To be clear, I by no means think people are wrong – and certainly not unintelligent – for preferring a Marvel film over the multitude of other films that have come out; film is film, and film means something else for different people. But it’s not like The Oscars are shy of nominating a blockbuster for Best Picture; there’s the aforementioned Black Panther, as well as other big Hollywood films like Star Wars, Titanic, Lord of the Rings: Return of the King, Avatar, Mad Max: Fury Road, and Joker that did very well with giving The Oscars ratings. It’s not a debate that The Oscars has been awarding relatively obscure films such as Moonlight and Nomadland more recently, but they’ve been proven to recognize blockbusters just as much. But to begin casually nominating blockbusters is a dangerous line to cross, only reinforcing the industry’s worst habits, corruption, and behaviors. In an industry where superhero movies, sequels, franchises, and intellectual properties reign supreme, Hollywood will continue to obliterate the films that strive to compete in the awards season if The Oscars cater to this business style.
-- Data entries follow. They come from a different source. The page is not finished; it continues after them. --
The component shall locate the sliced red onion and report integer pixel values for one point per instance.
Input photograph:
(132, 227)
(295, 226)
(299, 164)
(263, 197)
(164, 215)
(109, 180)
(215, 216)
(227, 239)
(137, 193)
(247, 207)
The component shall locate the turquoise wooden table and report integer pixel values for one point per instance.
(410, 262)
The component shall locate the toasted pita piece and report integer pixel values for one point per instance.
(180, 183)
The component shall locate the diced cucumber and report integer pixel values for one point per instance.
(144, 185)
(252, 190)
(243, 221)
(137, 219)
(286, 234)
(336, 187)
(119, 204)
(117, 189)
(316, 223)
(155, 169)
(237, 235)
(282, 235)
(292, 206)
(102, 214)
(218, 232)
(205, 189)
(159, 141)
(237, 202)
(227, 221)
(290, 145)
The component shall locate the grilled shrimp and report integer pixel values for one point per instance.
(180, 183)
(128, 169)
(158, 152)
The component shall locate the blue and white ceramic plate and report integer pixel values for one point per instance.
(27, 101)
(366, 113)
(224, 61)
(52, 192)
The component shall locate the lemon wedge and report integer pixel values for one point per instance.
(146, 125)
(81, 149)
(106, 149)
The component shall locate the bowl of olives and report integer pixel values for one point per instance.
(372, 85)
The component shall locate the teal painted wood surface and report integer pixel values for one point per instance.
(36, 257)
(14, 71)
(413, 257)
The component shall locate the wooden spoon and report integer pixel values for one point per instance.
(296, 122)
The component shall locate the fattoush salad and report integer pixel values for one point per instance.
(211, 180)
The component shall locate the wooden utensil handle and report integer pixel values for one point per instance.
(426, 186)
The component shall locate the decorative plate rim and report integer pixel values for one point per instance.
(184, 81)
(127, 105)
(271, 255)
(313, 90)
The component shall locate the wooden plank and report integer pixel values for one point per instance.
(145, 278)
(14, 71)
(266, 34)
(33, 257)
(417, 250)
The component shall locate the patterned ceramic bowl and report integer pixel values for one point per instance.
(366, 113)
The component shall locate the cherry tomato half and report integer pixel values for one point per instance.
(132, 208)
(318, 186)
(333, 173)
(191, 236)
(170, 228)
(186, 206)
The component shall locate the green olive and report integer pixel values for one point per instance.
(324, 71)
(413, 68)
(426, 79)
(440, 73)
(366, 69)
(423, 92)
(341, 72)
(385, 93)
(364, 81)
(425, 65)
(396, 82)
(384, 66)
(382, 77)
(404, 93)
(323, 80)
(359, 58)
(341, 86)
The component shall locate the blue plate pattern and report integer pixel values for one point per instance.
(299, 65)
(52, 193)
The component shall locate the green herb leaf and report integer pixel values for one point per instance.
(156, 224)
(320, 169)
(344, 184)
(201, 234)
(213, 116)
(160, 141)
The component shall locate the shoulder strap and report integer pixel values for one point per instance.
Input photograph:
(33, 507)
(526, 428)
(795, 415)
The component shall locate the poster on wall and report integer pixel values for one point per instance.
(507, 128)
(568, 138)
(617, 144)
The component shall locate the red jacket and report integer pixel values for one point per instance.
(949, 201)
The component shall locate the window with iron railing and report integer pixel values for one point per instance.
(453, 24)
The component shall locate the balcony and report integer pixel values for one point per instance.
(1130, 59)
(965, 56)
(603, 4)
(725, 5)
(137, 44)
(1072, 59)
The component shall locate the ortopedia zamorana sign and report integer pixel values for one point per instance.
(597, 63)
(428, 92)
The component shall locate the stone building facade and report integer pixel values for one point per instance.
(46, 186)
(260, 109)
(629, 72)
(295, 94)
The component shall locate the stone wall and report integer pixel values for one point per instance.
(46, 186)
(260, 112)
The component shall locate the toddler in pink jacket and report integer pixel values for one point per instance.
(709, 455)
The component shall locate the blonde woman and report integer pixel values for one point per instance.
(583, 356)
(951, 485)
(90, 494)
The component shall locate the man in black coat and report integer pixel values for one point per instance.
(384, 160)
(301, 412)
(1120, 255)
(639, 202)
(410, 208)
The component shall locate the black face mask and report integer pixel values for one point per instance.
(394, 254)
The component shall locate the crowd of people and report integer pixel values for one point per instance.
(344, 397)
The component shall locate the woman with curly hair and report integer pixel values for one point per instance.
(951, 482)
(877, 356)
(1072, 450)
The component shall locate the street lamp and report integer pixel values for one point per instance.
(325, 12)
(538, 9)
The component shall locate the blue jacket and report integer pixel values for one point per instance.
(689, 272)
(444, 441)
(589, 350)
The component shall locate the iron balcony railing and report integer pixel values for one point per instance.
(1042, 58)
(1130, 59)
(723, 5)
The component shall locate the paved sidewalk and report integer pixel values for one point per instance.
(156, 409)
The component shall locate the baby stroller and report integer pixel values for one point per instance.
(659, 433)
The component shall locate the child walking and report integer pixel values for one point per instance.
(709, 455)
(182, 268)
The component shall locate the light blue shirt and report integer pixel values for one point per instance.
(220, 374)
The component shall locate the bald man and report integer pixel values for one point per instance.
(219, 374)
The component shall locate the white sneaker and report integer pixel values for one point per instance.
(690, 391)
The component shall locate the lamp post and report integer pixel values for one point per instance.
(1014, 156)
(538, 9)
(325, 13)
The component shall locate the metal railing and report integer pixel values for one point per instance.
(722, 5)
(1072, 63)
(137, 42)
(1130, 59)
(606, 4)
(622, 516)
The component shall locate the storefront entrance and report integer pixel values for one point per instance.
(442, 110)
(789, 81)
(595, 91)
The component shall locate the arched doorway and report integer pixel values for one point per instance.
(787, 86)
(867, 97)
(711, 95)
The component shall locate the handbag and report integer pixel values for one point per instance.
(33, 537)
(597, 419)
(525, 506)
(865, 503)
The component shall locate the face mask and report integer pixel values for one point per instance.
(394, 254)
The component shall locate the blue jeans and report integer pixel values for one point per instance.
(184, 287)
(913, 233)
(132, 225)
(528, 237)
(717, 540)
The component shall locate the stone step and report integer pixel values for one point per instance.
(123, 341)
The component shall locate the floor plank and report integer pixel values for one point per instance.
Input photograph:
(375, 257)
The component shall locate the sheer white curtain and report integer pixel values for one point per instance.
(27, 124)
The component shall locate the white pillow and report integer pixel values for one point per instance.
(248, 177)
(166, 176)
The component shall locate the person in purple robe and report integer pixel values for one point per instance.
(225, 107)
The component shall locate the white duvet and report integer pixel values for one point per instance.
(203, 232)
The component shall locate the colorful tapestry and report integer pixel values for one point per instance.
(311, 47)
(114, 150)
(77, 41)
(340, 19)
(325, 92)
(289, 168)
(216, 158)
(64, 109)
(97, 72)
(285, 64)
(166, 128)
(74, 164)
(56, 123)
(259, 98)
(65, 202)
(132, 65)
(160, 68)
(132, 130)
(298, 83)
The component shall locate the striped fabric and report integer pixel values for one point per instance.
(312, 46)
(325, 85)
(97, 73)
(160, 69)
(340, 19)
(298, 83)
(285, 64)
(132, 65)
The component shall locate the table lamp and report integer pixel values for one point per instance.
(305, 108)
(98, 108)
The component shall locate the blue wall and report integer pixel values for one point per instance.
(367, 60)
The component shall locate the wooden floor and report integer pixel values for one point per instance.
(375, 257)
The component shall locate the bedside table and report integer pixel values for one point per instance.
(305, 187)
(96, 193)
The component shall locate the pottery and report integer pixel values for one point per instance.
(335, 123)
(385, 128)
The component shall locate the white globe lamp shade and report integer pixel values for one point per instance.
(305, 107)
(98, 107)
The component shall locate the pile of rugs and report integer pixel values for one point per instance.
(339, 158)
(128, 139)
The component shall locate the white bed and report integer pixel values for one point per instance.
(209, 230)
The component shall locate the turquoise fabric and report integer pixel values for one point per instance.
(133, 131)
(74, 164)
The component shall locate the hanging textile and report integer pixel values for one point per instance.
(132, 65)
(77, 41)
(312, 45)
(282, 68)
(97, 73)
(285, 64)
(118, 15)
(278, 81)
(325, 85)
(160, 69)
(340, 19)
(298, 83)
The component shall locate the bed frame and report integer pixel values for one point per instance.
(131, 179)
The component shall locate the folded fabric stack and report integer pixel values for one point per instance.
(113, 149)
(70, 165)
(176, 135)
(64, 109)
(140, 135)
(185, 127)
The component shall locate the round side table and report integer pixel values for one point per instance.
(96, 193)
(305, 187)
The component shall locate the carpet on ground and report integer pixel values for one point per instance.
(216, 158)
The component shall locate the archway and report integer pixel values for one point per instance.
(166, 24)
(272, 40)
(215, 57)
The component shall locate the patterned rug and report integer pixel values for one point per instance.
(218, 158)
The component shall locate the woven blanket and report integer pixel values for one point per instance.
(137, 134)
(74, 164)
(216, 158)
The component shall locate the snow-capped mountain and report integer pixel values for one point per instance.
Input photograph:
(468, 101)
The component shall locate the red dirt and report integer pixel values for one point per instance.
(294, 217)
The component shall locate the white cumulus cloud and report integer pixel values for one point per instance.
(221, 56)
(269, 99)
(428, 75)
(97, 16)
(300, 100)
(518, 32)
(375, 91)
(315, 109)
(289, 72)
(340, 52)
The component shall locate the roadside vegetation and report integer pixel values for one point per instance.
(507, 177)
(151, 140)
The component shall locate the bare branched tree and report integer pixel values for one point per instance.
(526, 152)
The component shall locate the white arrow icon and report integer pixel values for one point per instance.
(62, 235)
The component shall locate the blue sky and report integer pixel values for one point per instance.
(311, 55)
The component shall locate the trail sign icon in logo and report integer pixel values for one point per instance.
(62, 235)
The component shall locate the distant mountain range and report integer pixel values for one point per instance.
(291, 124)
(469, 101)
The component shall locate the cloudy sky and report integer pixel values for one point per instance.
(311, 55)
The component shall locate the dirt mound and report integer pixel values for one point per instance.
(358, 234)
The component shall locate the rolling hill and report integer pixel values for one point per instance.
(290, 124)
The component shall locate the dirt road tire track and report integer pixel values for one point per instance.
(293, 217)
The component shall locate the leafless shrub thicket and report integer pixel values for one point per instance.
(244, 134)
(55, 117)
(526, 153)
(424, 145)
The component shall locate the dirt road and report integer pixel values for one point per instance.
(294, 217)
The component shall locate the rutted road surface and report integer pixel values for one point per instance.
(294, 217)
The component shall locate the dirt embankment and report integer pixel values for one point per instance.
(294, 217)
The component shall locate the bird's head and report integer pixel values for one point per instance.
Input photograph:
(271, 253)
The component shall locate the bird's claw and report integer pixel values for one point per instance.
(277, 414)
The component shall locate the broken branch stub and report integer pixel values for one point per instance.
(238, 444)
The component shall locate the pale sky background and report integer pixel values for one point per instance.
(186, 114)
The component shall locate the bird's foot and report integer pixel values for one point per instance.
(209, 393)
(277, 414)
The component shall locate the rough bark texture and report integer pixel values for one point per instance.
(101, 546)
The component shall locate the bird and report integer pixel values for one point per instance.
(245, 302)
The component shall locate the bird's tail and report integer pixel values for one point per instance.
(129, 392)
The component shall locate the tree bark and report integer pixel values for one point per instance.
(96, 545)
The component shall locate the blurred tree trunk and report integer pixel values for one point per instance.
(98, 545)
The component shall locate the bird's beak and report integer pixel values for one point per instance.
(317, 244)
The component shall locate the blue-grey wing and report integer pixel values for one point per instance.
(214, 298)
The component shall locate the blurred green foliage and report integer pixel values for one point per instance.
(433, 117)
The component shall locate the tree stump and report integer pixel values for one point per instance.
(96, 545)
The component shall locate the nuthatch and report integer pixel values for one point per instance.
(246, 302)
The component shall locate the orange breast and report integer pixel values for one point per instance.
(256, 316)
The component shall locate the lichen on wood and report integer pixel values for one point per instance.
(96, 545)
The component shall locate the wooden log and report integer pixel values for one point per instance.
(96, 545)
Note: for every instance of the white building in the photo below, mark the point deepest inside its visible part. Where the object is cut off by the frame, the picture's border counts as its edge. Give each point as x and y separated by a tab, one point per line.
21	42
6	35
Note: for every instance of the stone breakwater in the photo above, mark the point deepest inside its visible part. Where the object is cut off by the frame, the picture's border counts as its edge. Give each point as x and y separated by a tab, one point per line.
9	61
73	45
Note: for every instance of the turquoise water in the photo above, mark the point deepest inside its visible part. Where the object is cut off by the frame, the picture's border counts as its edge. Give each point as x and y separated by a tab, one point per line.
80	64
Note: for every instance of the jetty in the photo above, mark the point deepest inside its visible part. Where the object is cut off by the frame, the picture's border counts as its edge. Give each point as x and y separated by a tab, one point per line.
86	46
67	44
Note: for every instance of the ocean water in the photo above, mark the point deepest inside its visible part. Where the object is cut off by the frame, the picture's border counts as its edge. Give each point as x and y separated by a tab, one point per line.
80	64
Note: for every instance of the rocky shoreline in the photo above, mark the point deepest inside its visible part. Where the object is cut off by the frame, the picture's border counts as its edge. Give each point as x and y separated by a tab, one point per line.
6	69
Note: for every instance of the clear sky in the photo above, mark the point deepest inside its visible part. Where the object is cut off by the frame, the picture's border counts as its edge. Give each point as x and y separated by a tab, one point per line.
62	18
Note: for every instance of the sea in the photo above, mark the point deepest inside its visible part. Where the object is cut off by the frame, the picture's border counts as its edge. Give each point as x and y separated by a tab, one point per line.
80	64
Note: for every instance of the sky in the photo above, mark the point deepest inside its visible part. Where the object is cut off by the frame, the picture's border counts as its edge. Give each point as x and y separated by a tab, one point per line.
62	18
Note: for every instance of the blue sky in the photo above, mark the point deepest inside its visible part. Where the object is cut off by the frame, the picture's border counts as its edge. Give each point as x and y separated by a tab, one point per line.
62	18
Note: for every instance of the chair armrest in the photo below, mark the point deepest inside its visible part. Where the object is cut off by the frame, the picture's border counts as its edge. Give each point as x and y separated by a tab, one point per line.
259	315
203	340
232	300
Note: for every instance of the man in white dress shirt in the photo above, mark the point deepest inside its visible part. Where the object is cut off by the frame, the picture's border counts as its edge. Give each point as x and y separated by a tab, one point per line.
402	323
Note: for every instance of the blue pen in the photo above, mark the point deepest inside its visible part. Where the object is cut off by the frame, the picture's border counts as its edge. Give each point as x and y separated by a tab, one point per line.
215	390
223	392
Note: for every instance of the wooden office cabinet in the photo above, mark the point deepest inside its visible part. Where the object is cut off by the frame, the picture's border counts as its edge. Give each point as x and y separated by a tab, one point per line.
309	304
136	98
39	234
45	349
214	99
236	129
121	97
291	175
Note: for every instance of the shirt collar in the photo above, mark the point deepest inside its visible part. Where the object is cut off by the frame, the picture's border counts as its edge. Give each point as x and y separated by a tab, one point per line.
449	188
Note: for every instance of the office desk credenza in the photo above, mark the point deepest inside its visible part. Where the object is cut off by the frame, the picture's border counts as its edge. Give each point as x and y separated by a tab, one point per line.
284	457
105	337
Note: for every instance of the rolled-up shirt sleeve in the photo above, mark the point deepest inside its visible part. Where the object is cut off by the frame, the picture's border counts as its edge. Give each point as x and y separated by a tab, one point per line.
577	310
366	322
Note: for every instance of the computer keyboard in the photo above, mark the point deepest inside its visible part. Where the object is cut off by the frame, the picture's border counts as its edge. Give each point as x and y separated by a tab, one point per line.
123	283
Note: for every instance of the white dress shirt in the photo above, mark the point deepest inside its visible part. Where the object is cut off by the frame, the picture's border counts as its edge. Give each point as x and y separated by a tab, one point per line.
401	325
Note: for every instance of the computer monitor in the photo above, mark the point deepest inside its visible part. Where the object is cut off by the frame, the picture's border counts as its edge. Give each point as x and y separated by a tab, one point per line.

Is the Oscars beyond repair? I don’t think so. It’s not impossible for the Academy to recognize their errors and come up with a fool-proof plan to remain relevant, important, and please both casual audiences and film lovers alike, whether that’d be cutting their deal with Disney and selling it off to another buyer or go fully independent. However, cutting down the awards show’s runtime by a smidge, manipulating categories and winners, breaking tradition, and making room for comedy sketches are not solutions. The Oscars were about seeing celebrities enjoy themselves and see movies are artists be shown on the screen. A dream that I once had, hoping one day I could be up there. But the film aspect of this film show is missing. They’re one desperate attempt away to Nickelodeon slime the winners or compete in game shows if that guarantees audience turn-out. If the Academy keeps up this disrespect for movies, movies will one day become a joke to the eyes of many, an ancient artifact for historians to dig up and see as nothing more than a commodity, much like how The Oscars have become.